Yapılan bir inceleme sonuçlarında göre fıkralarda yer alan Bektaşilik inancı çarpıcı sonuçlar vermektedir. Şöyle ki;

  • Tanrıya inanma konusunda Bektaşiler, imanı zayıf kişiler olarak gösterilmektedir (34 fıkranın 23’ünde).
  • İçki konusunda hemen hemen bütün fıkralarda Bektaşiler içki içen insanlar olarak gösterilmektedir (48 fıkranın hepsinde).
  • Ramazan ve oruç konusunda yine bütün fıkralarda Bektaşiler oruç tutmayan insanlar olarak gösterilmektedir (46 fıkranın hepsinde).
  • Cami ve namaz konusunda bütün fıkralarda Bektaşiler camiye gitmeyen ve namaz kılmayan insanlar olarak gösterilmektedir (19 fıkranın 18’inde).
  • Cennet, cehennem, peygamber, abdest, dua ve kurban gibi konularda Bektaşiler, olumsuz tavır sergileyen insanlar olarak gösterilmektedir (18 fıkranın 15’inde).

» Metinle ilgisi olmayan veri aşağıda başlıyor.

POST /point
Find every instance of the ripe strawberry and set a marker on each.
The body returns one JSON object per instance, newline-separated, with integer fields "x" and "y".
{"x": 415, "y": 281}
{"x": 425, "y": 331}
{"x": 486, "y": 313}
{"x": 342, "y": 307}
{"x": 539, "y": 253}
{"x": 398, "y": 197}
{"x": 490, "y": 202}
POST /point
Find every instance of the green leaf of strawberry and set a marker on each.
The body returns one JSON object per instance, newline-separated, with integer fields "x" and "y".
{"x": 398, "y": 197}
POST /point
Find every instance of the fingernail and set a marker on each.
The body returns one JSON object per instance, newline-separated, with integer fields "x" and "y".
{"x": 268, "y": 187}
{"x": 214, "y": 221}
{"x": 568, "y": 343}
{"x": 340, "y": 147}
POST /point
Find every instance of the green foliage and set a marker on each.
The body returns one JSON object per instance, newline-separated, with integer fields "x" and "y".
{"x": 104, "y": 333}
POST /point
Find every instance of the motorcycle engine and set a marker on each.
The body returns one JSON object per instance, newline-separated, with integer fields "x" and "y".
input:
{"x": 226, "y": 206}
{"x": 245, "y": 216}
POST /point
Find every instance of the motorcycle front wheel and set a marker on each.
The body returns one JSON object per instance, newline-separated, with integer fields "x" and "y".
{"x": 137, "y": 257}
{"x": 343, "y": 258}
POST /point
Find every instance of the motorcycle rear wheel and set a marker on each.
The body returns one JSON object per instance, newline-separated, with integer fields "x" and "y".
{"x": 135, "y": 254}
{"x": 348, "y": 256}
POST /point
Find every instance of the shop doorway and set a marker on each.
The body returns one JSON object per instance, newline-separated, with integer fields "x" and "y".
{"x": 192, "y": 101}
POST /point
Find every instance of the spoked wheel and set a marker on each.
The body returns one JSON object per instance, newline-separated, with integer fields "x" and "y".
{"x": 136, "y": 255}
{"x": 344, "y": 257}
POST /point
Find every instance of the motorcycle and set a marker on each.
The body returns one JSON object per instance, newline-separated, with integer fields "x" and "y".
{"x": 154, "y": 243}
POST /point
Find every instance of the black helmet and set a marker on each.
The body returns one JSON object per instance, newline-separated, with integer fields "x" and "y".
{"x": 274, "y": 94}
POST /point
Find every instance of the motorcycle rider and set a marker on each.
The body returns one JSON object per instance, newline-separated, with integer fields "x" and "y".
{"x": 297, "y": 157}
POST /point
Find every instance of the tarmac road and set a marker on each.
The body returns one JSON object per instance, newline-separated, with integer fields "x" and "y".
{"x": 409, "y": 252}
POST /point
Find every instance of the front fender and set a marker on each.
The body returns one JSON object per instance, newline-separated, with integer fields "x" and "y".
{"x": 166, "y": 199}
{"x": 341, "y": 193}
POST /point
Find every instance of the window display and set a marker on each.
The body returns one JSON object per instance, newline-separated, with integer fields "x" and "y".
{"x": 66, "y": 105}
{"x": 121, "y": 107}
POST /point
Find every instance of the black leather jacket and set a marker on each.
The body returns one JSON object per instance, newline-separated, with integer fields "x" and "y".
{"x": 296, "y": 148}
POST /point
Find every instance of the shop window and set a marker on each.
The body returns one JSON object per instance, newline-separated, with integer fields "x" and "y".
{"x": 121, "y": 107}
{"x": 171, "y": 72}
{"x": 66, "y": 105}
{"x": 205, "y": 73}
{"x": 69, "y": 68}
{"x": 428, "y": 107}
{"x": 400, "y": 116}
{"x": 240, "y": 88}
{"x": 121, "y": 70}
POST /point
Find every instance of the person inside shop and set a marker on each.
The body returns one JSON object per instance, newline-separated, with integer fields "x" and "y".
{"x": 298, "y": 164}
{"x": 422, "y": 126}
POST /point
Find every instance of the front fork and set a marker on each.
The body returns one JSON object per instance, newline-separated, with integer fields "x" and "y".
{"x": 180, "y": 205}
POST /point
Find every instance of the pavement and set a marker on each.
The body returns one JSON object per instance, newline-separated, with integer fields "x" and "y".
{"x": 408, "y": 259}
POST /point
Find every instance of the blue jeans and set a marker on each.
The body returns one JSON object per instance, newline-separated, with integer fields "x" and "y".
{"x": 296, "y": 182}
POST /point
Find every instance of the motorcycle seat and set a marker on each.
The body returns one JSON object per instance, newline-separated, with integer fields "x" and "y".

Bu fıkralara bakılacak olursa, fıkralarda yer alan Bektaşi tipi, tanrıya inancı zayıf olan, içki içen ve oruç tutmayan, namaz kılmayan ve dini duyguları kuvvetli olmayan kişidir. Ancak Bektaşi değerlerinin fıkralardaki bu yansıma şekli doğru değildir. Bektaşilik ile temsil edilen felsefe, bu fıkralar ile İslam anlayışının dışındaymış gibi aktarılmak istenmiştir. Oysa Bektaşilik birlik ve dirliği esas alan, dostluk, kardeşlik ve dayanışma üzerine kurulu bir anlayıştır. Bu konuda belki Bektaşi fıkralarının kaynaklarına inmek ve sebep sonuç ilişkileri üzerine derinleşmek gerekir.

Kısaca fıkralarda yer alan Bektaşi algısı, hiçbir şekilde gerçek Bektaşilik değerleri ile örtüşmemektedir.